We are at an important juncture in the health care field, with a growing emphasis on patient-centered care that is driven by patients’ preferences. Patients are increasingly asked to give their opinions in satisfaction surveys. They are regularly invited to test new products and provide feedback to researchers—information that is then used to inform broader decisions that have an impact on patients’ health and well-being. Consumers are invited to describe their treatment preferences and experiences on user-friendly, Web-based platforms, such as the one developed by Patricia Deegan, to facilitate shared decision making with treatment providers.

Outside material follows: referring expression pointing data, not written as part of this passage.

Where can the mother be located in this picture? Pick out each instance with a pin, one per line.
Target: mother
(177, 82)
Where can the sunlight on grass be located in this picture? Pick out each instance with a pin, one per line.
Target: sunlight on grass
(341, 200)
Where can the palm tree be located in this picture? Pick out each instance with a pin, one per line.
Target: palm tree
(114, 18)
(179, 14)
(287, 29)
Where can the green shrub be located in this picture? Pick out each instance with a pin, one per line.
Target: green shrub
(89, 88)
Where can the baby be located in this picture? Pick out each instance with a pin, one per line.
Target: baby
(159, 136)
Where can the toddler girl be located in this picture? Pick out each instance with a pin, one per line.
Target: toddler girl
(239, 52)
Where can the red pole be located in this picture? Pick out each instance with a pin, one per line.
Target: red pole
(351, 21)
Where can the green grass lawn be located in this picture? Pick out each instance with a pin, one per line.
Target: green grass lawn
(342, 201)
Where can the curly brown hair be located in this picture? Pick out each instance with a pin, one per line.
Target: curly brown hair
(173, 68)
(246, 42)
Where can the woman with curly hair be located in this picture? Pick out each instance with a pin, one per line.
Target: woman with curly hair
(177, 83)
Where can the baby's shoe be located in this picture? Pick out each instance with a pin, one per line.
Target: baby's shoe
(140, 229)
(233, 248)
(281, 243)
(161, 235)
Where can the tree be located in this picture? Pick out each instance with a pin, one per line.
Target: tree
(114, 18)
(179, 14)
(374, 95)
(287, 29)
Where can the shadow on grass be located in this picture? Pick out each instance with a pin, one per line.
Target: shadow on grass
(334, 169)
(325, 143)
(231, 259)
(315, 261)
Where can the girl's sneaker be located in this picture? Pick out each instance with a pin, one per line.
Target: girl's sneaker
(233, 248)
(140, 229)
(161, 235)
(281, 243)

The role of patient interviews, which were once used to collect qualitative data usually regarded as peripheral, has come a long way, and today we are deepening our understanding of the client voice in a critically important arena previously underutilized in research and policy. Two articles in this issue reflect the emphasis on listening to patients and on ensuring their role in the design and conduct of research that will affect their health and well-being. In a study of violence risk assessment, Skeem and colleagues asked the patients themselves to assess their risk of future violence, and the researchers later examined the accuracy of patients’ self-perceptions. In the second study, O’Donoghue and colleagues employed mental health service users to conduct hospital discharge interviews, seeking to determine whether inpatients would give a different account of their hospital stay to a fellow service user.

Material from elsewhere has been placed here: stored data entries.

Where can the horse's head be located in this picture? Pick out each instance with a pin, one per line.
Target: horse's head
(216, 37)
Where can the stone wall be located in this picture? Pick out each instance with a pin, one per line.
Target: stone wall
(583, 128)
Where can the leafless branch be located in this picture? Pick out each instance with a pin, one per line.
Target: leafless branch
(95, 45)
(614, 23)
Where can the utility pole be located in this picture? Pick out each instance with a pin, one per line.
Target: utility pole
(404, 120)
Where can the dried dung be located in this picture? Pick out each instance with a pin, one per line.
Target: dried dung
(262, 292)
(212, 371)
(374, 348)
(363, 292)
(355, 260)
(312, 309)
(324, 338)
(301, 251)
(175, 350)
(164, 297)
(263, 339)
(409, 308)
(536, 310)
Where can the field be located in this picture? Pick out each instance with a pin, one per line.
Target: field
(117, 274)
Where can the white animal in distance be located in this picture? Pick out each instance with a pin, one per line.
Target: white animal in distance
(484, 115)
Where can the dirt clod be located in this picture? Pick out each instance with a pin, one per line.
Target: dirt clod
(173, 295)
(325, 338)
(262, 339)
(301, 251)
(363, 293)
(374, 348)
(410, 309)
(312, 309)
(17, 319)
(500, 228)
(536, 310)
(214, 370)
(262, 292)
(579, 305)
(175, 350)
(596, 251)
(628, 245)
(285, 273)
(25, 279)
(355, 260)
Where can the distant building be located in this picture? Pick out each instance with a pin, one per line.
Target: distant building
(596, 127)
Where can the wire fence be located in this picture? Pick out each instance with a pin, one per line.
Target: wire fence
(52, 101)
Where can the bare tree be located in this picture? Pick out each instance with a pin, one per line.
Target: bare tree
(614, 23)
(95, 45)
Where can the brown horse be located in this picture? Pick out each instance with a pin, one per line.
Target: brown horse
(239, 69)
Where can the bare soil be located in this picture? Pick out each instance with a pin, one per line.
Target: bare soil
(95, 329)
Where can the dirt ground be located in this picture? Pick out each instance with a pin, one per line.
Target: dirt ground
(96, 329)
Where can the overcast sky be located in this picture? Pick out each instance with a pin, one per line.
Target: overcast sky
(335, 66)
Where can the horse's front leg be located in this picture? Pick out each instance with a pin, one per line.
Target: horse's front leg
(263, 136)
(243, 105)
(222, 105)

From a recovery perspective, asking clients to assess their experiences promotes a useful and healing exercise. The “telling” of his or her experience often fosters expressions of thoughts and emotions that enrich the dialogue with the treatment provider. Over many decades, the peer and family movements in the mental health field have utilized patient interview models, and with varied success the information provided has aided these groups in advocacy efforts and program development and evaluation. These groups have also employed consumers to conduct interviews and to evaluate the information that they gather.

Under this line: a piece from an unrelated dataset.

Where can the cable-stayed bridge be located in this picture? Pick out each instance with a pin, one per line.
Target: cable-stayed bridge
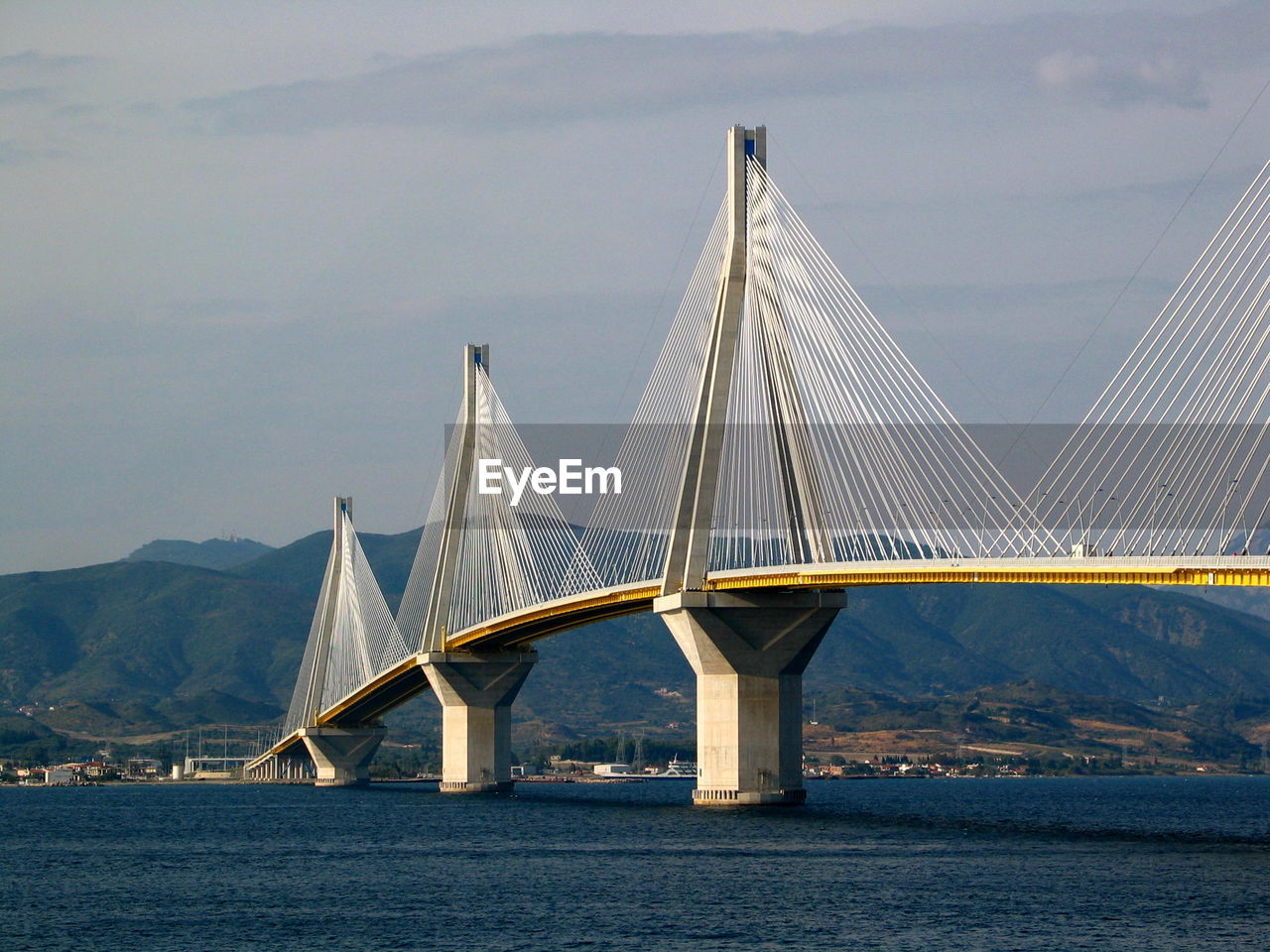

Hearing clients’ perspectives and opening up a dialogue that incorporates their views enables us to consider in a clearer light the issues that affect them, which in turn will inform the development of recovery-oriented services that engage and heal. Expanded collection of such data could also better educate policy makers and thought leaders in the public and private sectors. The research conducted by Skeem and O’Donoghue and their colleagues is helping us to better understand the perspectives of service users—the recipients of care—and to appreciate their insights.